- Date: 30 January – 4 February
- Edition: 20th
- Draw: 32S / 16D
- Prize money: $100,000
- Surface: Hard (indoor)
- Location: Dallas, United States

Champions

Singles
- Ryan Harrison

Doubles
- David O'Hare / Joe Salisbury
- ← 2016 · RBC Tennis Championships of Dallas · 2018 →

= 2017 RBC Tennis Championships of Dallas =

The 2017 RBC Tennis Championships of Dallas was a professional tennis tournament played on hard courts. It was the 20th edition of the tournament and part of the 2017 ATP Challenger Tour. It took place in Dallas, United States between 30 January and 4 February 2017.

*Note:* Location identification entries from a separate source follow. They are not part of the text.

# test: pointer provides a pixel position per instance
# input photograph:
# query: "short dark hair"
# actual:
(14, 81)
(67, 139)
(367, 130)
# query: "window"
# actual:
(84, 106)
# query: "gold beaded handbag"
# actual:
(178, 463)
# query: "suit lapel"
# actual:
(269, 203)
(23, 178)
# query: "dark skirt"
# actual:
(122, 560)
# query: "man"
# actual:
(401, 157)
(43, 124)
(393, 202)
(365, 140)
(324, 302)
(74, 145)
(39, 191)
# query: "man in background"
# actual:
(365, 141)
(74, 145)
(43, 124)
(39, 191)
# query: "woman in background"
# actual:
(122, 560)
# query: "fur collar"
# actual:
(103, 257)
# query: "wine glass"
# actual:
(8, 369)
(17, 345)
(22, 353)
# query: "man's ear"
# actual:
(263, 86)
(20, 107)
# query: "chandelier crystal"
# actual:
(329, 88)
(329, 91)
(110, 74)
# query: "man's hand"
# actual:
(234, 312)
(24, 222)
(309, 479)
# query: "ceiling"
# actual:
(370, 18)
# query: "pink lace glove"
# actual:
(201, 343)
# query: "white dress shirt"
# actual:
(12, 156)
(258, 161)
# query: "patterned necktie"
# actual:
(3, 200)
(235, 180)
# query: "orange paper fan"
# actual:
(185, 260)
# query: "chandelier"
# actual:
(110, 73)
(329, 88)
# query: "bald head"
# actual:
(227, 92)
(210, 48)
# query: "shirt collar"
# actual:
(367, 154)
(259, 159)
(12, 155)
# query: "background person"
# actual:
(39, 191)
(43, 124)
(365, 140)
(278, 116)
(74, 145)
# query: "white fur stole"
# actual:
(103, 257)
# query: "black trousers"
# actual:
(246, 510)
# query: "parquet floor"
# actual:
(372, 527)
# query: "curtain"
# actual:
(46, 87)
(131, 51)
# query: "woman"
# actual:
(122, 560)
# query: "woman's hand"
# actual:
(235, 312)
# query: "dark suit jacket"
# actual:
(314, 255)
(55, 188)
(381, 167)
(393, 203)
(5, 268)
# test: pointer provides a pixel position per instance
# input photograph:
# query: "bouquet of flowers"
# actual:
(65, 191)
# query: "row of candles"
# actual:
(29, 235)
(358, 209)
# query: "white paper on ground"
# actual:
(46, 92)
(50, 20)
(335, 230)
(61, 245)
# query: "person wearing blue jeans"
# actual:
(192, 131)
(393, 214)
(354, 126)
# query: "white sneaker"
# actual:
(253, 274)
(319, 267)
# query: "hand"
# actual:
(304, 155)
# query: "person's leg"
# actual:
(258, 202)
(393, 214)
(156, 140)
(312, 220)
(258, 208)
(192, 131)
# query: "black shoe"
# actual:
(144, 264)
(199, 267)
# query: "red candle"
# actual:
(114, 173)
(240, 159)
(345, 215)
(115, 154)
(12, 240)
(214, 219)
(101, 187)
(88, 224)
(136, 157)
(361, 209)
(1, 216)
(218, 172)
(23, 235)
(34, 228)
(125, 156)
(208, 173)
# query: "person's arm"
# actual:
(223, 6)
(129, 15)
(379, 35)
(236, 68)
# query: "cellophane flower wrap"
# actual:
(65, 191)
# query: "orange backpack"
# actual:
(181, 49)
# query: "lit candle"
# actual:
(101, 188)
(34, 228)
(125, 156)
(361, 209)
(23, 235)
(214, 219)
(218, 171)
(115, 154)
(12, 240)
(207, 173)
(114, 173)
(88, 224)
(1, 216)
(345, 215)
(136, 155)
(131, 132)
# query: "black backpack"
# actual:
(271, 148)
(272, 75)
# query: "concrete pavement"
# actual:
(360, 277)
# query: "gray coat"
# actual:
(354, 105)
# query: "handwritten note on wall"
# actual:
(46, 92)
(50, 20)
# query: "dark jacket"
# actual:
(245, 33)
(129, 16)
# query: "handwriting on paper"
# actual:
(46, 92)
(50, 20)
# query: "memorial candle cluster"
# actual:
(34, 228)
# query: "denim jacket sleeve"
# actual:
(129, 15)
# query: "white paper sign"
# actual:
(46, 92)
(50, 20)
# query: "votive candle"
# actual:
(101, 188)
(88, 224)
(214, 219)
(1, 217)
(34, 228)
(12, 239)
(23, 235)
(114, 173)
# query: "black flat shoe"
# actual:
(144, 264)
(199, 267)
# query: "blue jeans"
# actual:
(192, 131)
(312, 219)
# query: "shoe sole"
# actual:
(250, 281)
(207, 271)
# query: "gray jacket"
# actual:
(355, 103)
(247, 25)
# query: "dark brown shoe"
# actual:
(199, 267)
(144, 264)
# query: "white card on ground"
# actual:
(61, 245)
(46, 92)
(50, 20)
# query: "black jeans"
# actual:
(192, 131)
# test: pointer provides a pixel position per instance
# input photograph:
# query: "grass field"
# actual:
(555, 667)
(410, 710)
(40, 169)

==Singles main-draw entrants==

===Seeds===

| Country | Player | Rank^{1} | Seed |
|---|---|---|---|
| USA | Ryan Harrison | 82 | 1 |
| USA | Taylor Fritz | 93 | 2 |
| KAZ | Mikhail Kukushkin | 98 | 3 |
| USA | Frances Tiafoe | 108 | 4 |
| GER | Benjamin Becker | 119 | 5 |
| USA | Denis Kudla | 130 | 6 |
| USA | Rajeev Ram | 130 | 7 |
| USA | Tim Smyczek | 136 | 8 |

- ^{1} Rankings are as of January 16, 2017.

===Other entrants===
The following players received wildcards into the singles main draw:
- USA Marcos Giron
- USA Mackenzie McDonald
- USA Eric Quigley
- USA Chase Wood

The following players received entry from the qualifying draw:
- COL Alejandro Gómez
- USA Christian Harrison
- UKR Denys Molchanov
- USA Raymond Sarmiento

==Champions==

===Singles===

- USA Ryan Harrison def. USA Taylor Fritz 6–3, 6–3.

===Doubles===

- IRL David O'Hare / GBR Joe Salisbury def. IND Jeevan Nedunchezhiyan / INA Christopher Rungkat 6–7^{(6–8)}, 6–3, [11–9].